30대 이탈 고객과 40대 이탈 고객의 Gender에 차이가 있는지
- 귀무가설: Ages(30대와 40대)와 Gender는 독립이다.
- 대립가설: Ages(30대와 40대)와 Gender는 독립이 아니다.
- 검정 결과: Chi-square = 14.056, p = 0.000
  - ==> p가 유의수준 0.05보다 작으므로 귀무가설 기각, 30대와 40대의 Gender에는 차이가 있다.

# Chi-square test for independence for Tenure between exited customers in their 30s and 40s

# Creating a contingency table (cross-tab) for Ages and Tenure
crcard_cross = pd.crosstab(exited_3040s['Ages'], exited_3040s['Tenure'])

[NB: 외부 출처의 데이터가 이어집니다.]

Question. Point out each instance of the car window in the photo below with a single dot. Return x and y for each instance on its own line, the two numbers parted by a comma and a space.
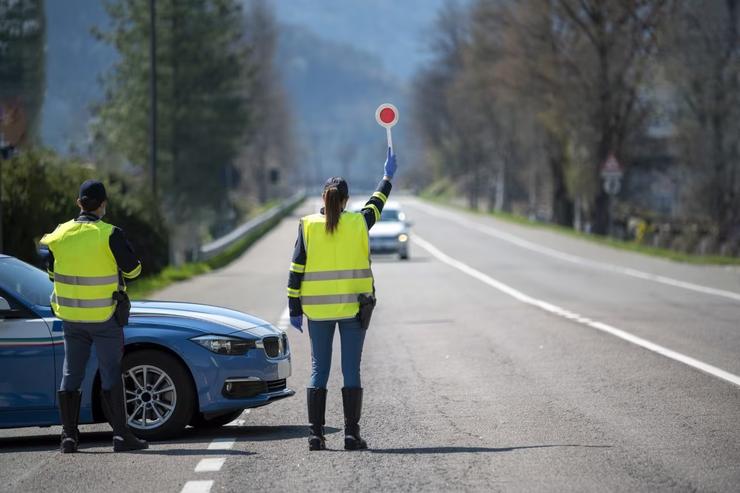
390, 215
25, 281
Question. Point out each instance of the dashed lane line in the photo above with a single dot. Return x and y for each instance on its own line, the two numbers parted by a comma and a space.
197, 486
551, 252
561, 312
221, 444
210, 464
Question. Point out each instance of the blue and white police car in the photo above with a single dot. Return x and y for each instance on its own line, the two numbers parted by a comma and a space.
183, 364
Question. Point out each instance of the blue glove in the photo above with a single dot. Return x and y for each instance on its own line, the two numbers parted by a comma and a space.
390, 164
296, 322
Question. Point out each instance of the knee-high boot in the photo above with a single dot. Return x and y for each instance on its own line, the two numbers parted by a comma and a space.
69, 412
316, 399
352, 401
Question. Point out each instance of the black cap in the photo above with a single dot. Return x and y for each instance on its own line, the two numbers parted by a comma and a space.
93, 191
339, 183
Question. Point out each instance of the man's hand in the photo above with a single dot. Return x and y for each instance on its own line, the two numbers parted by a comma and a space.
296, 322
390, 164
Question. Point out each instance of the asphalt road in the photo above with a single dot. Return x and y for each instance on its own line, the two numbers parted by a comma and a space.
500, 358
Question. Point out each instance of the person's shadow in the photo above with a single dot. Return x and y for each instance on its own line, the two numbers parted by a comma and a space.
473, 450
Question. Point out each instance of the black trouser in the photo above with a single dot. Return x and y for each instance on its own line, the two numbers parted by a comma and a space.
108, 340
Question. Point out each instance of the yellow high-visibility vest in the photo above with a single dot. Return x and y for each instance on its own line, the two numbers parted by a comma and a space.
337, 267
85, 271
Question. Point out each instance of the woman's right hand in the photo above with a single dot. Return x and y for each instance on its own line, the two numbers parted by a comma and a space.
390, 164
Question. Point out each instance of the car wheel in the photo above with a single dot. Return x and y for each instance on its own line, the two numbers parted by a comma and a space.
159, 394
216, 422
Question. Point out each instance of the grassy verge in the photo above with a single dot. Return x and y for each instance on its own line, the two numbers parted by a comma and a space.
601, 240
141, 288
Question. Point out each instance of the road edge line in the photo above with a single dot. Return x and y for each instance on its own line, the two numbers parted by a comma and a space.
561, 312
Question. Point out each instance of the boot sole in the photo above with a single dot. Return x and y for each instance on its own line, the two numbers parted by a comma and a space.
353, 444
316, 444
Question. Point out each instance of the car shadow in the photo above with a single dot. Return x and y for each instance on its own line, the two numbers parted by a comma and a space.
189, 436
473, 450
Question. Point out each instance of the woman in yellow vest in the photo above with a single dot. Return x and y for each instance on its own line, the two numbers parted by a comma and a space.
329, 272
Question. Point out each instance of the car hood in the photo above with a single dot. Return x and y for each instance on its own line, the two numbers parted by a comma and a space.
199, 318
387, 228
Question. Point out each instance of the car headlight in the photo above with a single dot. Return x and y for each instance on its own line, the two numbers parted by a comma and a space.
232, 346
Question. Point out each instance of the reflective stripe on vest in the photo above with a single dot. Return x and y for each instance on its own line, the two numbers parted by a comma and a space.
85, 271
337, 267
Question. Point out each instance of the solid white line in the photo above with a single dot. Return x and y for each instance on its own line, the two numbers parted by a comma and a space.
551, 252
197, 487
211, 464
561, 312
221, 444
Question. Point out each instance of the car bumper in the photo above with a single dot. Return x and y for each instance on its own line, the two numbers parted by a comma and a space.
217, 378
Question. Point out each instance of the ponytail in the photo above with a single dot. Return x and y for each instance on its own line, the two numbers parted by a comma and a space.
333, 208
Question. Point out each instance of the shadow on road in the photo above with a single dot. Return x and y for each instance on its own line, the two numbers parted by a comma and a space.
472, 450
190, 436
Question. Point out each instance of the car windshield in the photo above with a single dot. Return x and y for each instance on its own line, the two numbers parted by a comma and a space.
391, 215
25, 281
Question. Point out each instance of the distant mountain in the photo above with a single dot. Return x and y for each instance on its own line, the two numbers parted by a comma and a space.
335, 89
395, 31
333, 80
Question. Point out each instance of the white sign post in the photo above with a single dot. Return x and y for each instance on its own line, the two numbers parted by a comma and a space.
387, 116
611, 173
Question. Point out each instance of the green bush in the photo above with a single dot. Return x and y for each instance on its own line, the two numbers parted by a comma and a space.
39, 190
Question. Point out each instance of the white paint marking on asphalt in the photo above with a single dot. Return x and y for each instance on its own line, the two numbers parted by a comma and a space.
556, 310
211, 464
551, 252
221, 444
197, 487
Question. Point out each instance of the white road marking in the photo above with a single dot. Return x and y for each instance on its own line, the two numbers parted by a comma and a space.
551, 252
211, 464
221, 444
197, 487
561, 312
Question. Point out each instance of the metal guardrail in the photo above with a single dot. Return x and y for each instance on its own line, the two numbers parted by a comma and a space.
217, 246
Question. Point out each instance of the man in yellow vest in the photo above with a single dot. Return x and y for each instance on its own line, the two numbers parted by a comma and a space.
88, 261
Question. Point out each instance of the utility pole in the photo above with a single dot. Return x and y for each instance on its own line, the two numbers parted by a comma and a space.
153, 96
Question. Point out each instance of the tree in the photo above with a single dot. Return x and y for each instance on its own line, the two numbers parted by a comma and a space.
22, 60
201, 109
702, 61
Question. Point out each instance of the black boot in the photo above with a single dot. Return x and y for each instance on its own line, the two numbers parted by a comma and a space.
316, 399
352, 400
69, 412
113, 407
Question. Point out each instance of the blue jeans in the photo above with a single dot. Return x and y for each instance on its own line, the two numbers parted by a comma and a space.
352, 336
78, 338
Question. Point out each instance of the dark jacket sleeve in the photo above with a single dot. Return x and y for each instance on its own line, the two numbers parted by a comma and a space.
374, 206
126, 259
297, 269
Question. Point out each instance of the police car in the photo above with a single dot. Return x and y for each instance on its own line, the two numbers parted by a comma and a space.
184, 364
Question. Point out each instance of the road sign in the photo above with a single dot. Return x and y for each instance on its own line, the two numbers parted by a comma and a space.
387, 116
611, 167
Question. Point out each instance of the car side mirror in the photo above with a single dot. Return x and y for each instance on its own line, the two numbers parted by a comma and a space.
6, 311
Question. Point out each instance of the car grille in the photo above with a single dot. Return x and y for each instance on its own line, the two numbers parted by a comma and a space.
251, 388
272, 346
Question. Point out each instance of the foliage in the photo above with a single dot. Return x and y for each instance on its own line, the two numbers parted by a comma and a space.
40, 190
22, 39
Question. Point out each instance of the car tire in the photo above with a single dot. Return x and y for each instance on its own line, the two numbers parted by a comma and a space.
200, 422
175, 407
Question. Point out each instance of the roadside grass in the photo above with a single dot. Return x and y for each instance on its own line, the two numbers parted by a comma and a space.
139, 289
601, 240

# Performing the Chi-square test for independence
chi2_tenure, p_tenure, dof, ef = chi2_contingency(crcard_cross, correction=False)

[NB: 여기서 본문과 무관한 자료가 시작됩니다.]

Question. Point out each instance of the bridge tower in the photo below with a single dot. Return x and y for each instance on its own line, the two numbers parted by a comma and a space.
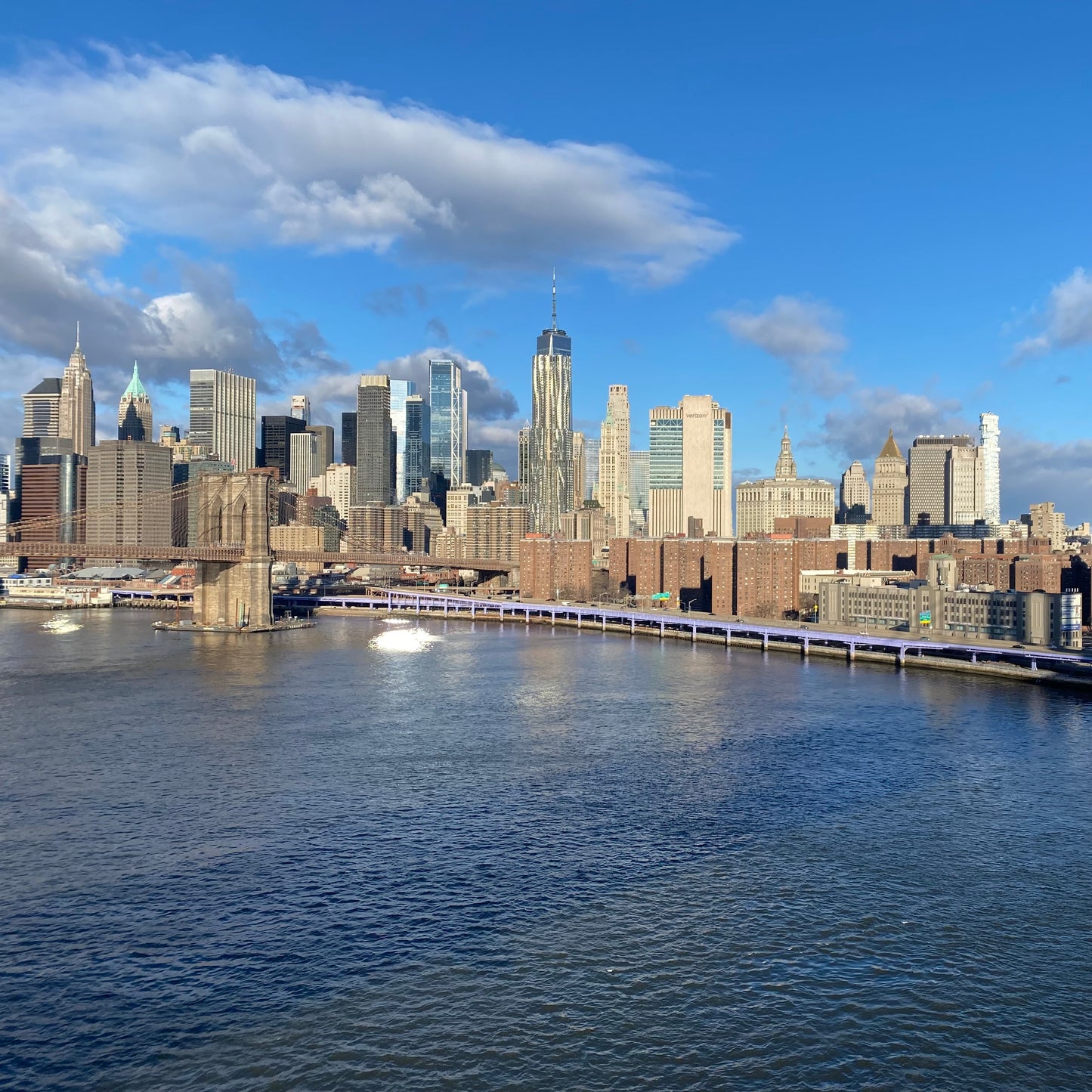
233, 512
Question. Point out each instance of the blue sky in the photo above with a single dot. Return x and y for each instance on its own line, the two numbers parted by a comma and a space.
839, 218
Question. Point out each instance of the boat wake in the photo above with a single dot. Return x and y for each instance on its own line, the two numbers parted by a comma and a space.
403, 640
63, 623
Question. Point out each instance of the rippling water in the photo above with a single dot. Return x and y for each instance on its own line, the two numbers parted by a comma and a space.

# Displaying the test statistics
print(f'Chi-square = {chi2_tenure:.3f}')
print(f'p = {p_tenure:.3f}')

# Interpreting the result based on the p-value
alpha = 0.05
if p_tenure < alpha:
    print("Reject the null hypothesis.")
else:
    print("Fail to reject the null hypothesis.")

# Chi-square = 18.167
# p = 0.052
# Fail to reject the null hypothesis.

30대 이탈 고객과 40대 이탈 고객의 Tenure에 차이가 있는지
- 귀무가설: Ages(30대와 40대)와 Tenure는 독립이다.
- 대립가설: Ages(30대와 40대)와 Tenure는 독립이 아니다.
- 검정 결과: Chi-square = 18.167, p = 0.052
  - ==> p가 유의수준 0.05보다 크므로 귀무가설 채택, 30대와 40대의 Tenure에는 차이가 없다.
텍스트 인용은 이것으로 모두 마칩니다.